Plus de 80 personnes ont assisté samedi 14 septembre à Bougival à la première étape de la projection-débat du film « La guerre des cotons ». Dans une économie mondialisée, les pays producteurs d’Afrique de l’Ouest pèsent peu dans les négociations commerciales face à des poids lourds comme les Etats-Unis ou la Chine. Mais les Etats africains ont montré qu’ils étaient capables de s’organiser.
Disproportionné, mais pas perdu d’avance. Voilà comment apparaît le rapport de forces entre les Etats-Unis et les pays producteurs de coton d’Afrique de l’ouest, respectivement premier et deuxième exportateur mondial, dans le documentaire « La guerre des cotons » réalisé en 2005 par Jean-Michel Rodrigo. Entre une production entièrement mécanisée répartie sur 25 000 exploitations, et une culture artisanale qui fait vivre environ 12 millions d’Africains, le contraste est véritablement saisissant.
Il est vrai que la lutte pour les marchés porteurs, essentiellement en Asie du Sud-Est et principalement en Chine, premier consommateur de coton au monde, n’est pas engagée à armes égales : les Etats-Unis continuent d’édicter les règles de qualité qui déterminent les prix proposés par les acheteurs, imposent des quotas aux produits textiles importés et subventionnent massivement leur production à hauteur de 3 milliards de dollars par an afin qu’elle demeure compétitive. Une injustice dénoncée par les pays africains, qui réclament auprès des instances de l’Organisation mondiale du commerce (OMC) la fin de ces pratiques déloyales, ou pour le moins des compensations qui permettraient d’améliorer les revenus des petits producteurs vivant souvent avec moins d’un dollar par jour. D’autant que le coton ne représente pas uniquement un enjeu économique : il est le trait d’union mémoriel entre les Etats-Unis et l’Afrique, et s’il a été par le passé au cœur de l’esclavage, il peut aujourd’hui être l’occasion d’instaurer un nouveau rapport en jouant sur son potentiel économique émancipateur.

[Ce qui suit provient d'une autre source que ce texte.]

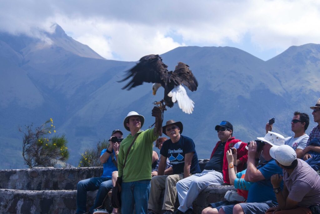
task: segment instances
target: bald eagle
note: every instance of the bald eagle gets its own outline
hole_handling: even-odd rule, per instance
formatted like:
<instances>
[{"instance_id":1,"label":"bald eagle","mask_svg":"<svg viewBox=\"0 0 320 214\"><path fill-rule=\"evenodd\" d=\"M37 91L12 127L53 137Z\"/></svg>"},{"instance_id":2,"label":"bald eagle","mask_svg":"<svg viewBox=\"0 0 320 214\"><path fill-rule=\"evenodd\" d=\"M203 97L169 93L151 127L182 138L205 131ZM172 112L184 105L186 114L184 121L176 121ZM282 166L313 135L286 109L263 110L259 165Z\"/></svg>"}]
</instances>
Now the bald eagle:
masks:
<instances>
[{"instance_id":1,"label":"bald eagle","mask_svg":"<svg viewBox=\"0 0 320 214\"><path fill-rule=\"evenodd\" d=\"M173 72L168 71L168 66L162 62L158 55L151 54L141 58L139 62L128 71L127 75L119 82L123 82L130 77L132 79L122 89L130 90L142 85L144 82L153 83L152 91L155 95L158 89L162 86L164 88L163 100L166 106L170 108L178 102L184 112L191 114L193 111L194 103L187 94L184 85L191 91L196 91L198 82L189 69L189 66L179 62Z\"/></svg>"}]
</instances>

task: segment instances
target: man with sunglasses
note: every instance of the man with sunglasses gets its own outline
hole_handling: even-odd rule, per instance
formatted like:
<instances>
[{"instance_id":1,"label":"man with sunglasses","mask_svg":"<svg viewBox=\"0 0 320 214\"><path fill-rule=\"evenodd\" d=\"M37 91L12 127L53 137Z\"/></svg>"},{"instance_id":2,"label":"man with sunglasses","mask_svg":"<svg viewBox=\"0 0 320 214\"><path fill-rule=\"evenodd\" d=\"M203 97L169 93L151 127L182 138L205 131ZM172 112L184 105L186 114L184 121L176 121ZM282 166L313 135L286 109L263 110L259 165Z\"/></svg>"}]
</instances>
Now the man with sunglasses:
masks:
<instances>
[{"instance_id":1,"label":"man with sunglasses","mask_svg":"<svg viewBox=\"0 0 320 214\"><path fill-rule=\"evenodd\" d=\"M316 103L316 105L311 106L310 108L312 109L312 115L313 115L313 121L318 123L318 125L315 126L311 131L309 135L309 139L307 143L307 147L303 150L305 153L303 159L307 160L312 157L311 155L308 152L311 151L314 151L320 153L320 147L309 145L310 141L313 140L320 141L320 98Z\"/></svg>"},{"instance_id":2,"label":"man with sunglasses","mask_svg":"<svg viewBox=\"0 0 320 214\"><path fill-rule=\"evenodd\" d=\"M181 135L183 126L180 122L167 121L162 127L163 132L170 139L165 141L160 150L161 157L158 168L158 175L151 181L150 196L148 203L148 214L172 213L174 209L177 195L176 184L181 179L200 172L195 143L192 139ZM164 175L167 158L172 165L172 175ZM159 201L161 192L164 190L162 208Z\"/></svg>"},{"instance_id":3,"label":"man with sunglasses","mask_svg":"<svg viewBox=\"0 0 320 214\"><path fill-rule=\"evenodd\" d=\"M245 149L247 144L232 136L233 126L228 121L222 121L216 126L215 129L220 141L213 149L204 170L200 173L179 181L177 184L180 205L175 214L192 213L192 203L199 193L208 186L230 185L229 164L225 154L230 148L235 148L237 150L235 166L239 172L244 169L244 165L248 159L248 151Z\"/></svg>"},{"instance_id":4,"label":"man with sunglasses","mask_svg":"<svg viewBox=\"0 0 320 214\"><path fill-rule=\"evenodd\" d=\"M303 157L303 149L307 146L309 136L306 134L306 130L309 126L309 116L305 113L295 111L291 120L291 131L294 135L288 137L284 140L284 144L291 147L297 153L298 158ZM267 123L266 125L266 133L271 131L272 125Z\"/></svg>"}]
</instances>

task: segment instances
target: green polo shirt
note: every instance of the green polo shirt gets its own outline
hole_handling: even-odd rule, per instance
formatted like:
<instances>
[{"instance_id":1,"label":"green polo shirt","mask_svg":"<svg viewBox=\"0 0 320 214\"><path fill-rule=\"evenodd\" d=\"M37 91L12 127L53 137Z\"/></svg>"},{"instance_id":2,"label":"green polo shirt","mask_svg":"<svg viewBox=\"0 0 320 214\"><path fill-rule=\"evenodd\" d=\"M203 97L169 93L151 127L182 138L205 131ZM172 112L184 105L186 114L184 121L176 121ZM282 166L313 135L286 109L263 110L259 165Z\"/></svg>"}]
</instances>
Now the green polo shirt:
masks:
<instances>
[{"instance_id":1,"label":"green polo shirt","mask_svg":"<svg viewBox=\"0 0 320 214\"><path fill-rule=\"evenodd\" d=\"M118 156L118 169L119 176L123 176L124 182L151 179L153 143L158 136L153 134L153 129L140 130L136 134L140 133L129 152L124 169L124 158L134 136L129 134L121 142Z\"/></svg>"}]
</instances>

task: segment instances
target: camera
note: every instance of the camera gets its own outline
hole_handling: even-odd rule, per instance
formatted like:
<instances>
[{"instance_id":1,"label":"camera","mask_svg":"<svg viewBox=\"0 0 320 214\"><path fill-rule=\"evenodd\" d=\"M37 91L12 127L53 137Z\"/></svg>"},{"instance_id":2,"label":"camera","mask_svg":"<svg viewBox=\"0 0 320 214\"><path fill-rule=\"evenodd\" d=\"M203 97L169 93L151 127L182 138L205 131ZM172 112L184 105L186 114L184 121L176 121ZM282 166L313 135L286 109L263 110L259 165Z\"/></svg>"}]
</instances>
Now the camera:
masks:
<instances>
[{"instance_id":1,"label":"camera","mask_svg":"<svg viewBox=\"0 0 320 214\"><path fill-rule=\"evenodd\" d=\"M262 148L263 147L264 144L266 144L266 143L261 141L259 141L257 140L256 140L254 141L257 143L257 151L259 152L262 150Z\"/></svg>"},{"instance_id":2,"label":"camera","mask_svg":"<svg viewBox=\"0 0 320 214\"><path fill-rule=\"evenodd\" d=\"M116 136L112 136L111 137L111 139L109 140L109 141L111 141L113 143L115 143L116 142L120 143L123 140L123 138L118 138Z\"/></svg>"},{"instance_id":3,"label":"camera","mask_svg":"<svg viewBox=\"0 0 320 214\"><path fill-rule=\"evenodd\" d=\"M266 144L266 143L262 141L259 141L258 140L255 140L254 141L255 141L256 143L257 143L257 151L259 152L262 150L262 148L263 147L263 146ZM248 142L248 145L246 146L246 148L247 148L247 147L249 146L250 142L250 141Z\"/></svg>"}]
</instances>

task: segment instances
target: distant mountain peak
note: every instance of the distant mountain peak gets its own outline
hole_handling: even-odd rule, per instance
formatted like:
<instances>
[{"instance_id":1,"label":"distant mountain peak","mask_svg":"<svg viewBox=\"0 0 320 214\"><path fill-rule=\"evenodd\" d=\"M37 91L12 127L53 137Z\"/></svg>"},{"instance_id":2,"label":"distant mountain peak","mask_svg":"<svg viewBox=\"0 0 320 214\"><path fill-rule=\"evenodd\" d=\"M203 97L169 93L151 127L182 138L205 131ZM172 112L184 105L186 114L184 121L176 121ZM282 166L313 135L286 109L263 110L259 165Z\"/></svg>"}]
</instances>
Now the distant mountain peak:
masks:
<instances>
[{"instance_id":1,"label":"distant mountain peak","mask_svg":"<svg viewBox=\"0 0 320 214\"><path fill-rule=\"evenodd\" d=\"M56 23L52 25L50 28L53 32L53 33L52 34L53 35L59 37L67 36L66 32L63 30L63 29L62 29L62 27Z\"/></svg>"}]
</instances>

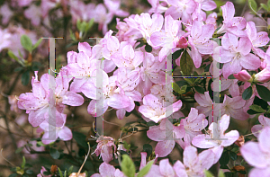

A l’issue de la projection, Alexis Roy, docteur en anthropologie au Centre d’études africaines de l’EHESS, a apporté son éclairage en revenant notamment sur l’organisation de la filière cotonnière au Mali, où la privatisation de la société chargée de la collecte et de l’égrenage de la production est toujours à l’ordre du jour, et a soulevé la nécessité pour les pays africains de s’engager de manière plus volontariste dans des politiques d’infrastructures (la logistique défaillante en Afrique rendant les clients plus réticents) et d’industrialisation afin que cette culture contribue davantage au développement économique et social. Rejoignant les commentaires apportés par les participants, il a estimé risquée la dépendance à la seule culture du coton, compte-tenu des fluctuations des cours mondiaux, et plaidé pour un engagement plus forts des gouvernements sur le terrain, au-delà des discours à l’OMC. Si le commerce équitable peut représenter une niche commerciale que certains pays africains ont commencé à exploiter, la mise sur le marché de semences transgéniques présentées comme plus productives fait naître des craintes sur l’accroissement de la dépendance des pays africains vis-à-vis des sociétés américaines.
Au théâtre du Grenier et en présence du Maire de Bougival Luc Watelle, Teriya Amitié Mali a donné le coup d’envoi des projections-débats consacrées à ce documentaire dont les prochaines étapes sont prévues à Trappes (21/09), Plaisir (24/09) et au Vésinet (3/10). Ces manifestations organisées dans le cadre du programme An Ka Wili, proposé au grand public en prélude aux Assises du 12 octobre, font écho à la conférence qui s’est déroulée le 22 juin dernier à Bamako sur le thème « L’or, le coton et l’artisanat dans l’économie malienne » à l’initiative des acteurs maliens partenaires de coopération des acteurs yvelinois.